Quote (IceMage @ Dec 29 2023 07:16pm)
I can't read so many pages filled with Goom's essays so I may be asking a question already hashed out: why is Trump being convicted of another statute called "insurrection" or "rebellion" necessary to meet the standards of section 3 of the 14th amendment? The Constitution is law, we don't necessarily need another law to reaffirm the judgement of a court. Like, we don't have a statute in American law for every single definition of a word. If judges determine Trump is guilty of this part of the Constitution, why does he have to be guilty of another statute passed(or imagined) by Congress?

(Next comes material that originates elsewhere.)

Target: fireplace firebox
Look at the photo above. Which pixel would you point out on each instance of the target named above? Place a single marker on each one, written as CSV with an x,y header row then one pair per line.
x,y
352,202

Those are issues being directly refuted in the appeals to SCOTUS- that the 14th amendment
isn't self-executing and
requires statutes to enforce it, which don't exist. You can google up "self-executing" and see a bunch of legal analysis on just that. That because separate statutes exist for "insurrection/rebellion" vs "obstruction of a legal proceeding", they can't be the same thing, and Trump was never charged with the former. That Trump has never been convicted of any of them so it doesn't matter, he can't have his constitutionally guaranteed rights stripped without due process. That section 3 of the 14th specifically lists offices and officers
below the president, which in all precedent has been taken to not apply to the president himself (he appoints officers, he's not one himself). That a judge in Colorado has no jurisdiction over events in DC, that they certainly have no federal jurisdiction to declare a president illegitimate, and a secretary of state is not even a judge and has no more power to declare Trump illegitimate than I do.
That's why I listed those bullet points in the last page, this whole debacle is so fruity on a legal level that its not one legal issues, they're shredding the whole constitution and separation of powers and every precedent along the way. SCOTUS is being asked which of like 20 different reasons they want to cite for striking this down.